I took most of my information from the following article:read further about Lorrie:
In 1997, after hearing a lecture by Lorrie, a group of 9 women in Milwaukee began meeting monthly to discuss native plants and natural landscaping. Calling themselves the Wild Ones, they formed the first chapter; there are now 56 chapters, nation wide. They are mostly in the Midwest: Illinois, Wisconsin, Minnesota, and Michigan; but there are chapters as far east as Connecticut and California in the west.
June Keibler, Trish Beckjord, and I started Northern Kane County Wild Ones in the fall of 2009; we now have 96 members and still growing.
Wild Ones promotes environmentally sound landscaping practices to preserve biodiversity through preservation, restoration and establishment of native plant communities. Wild Ones is a national not-for-profit environmental education and advocacy organization.
Wild Ones continues to lead the natural landscaping movement as we explore, teach, and change the practice of gardening in our communities and around the country to using native plants.

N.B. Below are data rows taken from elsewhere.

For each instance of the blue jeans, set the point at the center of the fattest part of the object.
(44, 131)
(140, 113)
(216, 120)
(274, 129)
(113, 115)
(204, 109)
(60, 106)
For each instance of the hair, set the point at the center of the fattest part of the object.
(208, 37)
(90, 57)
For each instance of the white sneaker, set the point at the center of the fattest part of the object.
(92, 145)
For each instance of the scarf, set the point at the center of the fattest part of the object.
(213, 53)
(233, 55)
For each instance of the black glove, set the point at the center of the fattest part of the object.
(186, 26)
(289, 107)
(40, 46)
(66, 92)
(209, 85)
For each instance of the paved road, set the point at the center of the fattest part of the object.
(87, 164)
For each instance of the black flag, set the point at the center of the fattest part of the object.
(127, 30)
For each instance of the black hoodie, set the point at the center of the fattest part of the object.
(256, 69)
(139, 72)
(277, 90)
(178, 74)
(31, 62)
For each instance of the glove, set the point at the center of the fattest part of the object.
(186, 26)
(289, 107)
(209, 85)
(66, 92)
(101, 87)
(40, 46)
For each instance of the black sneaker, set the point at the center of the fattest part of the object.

I moved into my Sears bungalow in the fall of 1997. Having learned about native plants for the past few years, I decided to create gardens using only plants indigenous to my area. I have, however, what most of you don’t. My bungalow was built in 1927–builders did not remove the topsoil in those days and I have deep mesic prairie soil–not clay as newer houses have. I began my first garden the following spring, starting with the front entry walk and the sidewalk.
Front sidewalk on south side of my house in early July. Butterfly Weed, Wild Quinine, Prairie Coreopsis, Wild Petunia, Prairie Dropseed.
My west side yard in late July–Purple Coneflower, Showy Black-eyed Susan, Rosin Weed, False Sunflower, Cup Plant, Blazing Star, and Joe Pye Weed in bloom, plus Prairie Dropseed and Big Bluestem.
My south-facing front parkway in September with Aromatic Aster, Prairie Baby’s Breath, Showy Black-eyed Susan, Prairie Dropseed.
My west-facing side yard in October. New England Aster, Smooth Blue Aster, Prairie Dropseed.
Thank you Lorrie Otto.
Only a small portion of our land can ever be publicly owned. As more and more open areas are developed and are turned into subdivisions, what the homeowner plants becomes ever more significant. The use of prairie plants to create prairie, savanna, and wetland gardens in ordinary neighborhoods and subdivisions of city, town, and suburbia will eliminate the use of fertilizers, pesticides, herbicides, and supplemental watering, and vastly reduce the use of gasoline powered lawn and garden tools. Our planet will be healthier and so will we. While what we do in our own yards may seem trivial, it may eventually be the most consequential of all.
Horticulture and gardening for the last two centuries have been about the subjugation of nature. We are learning to garden with nature. It costs less to live with nature than to be locked in a constant battle with her—a battle that cannot be won since a short-term victory surely hasten our demise.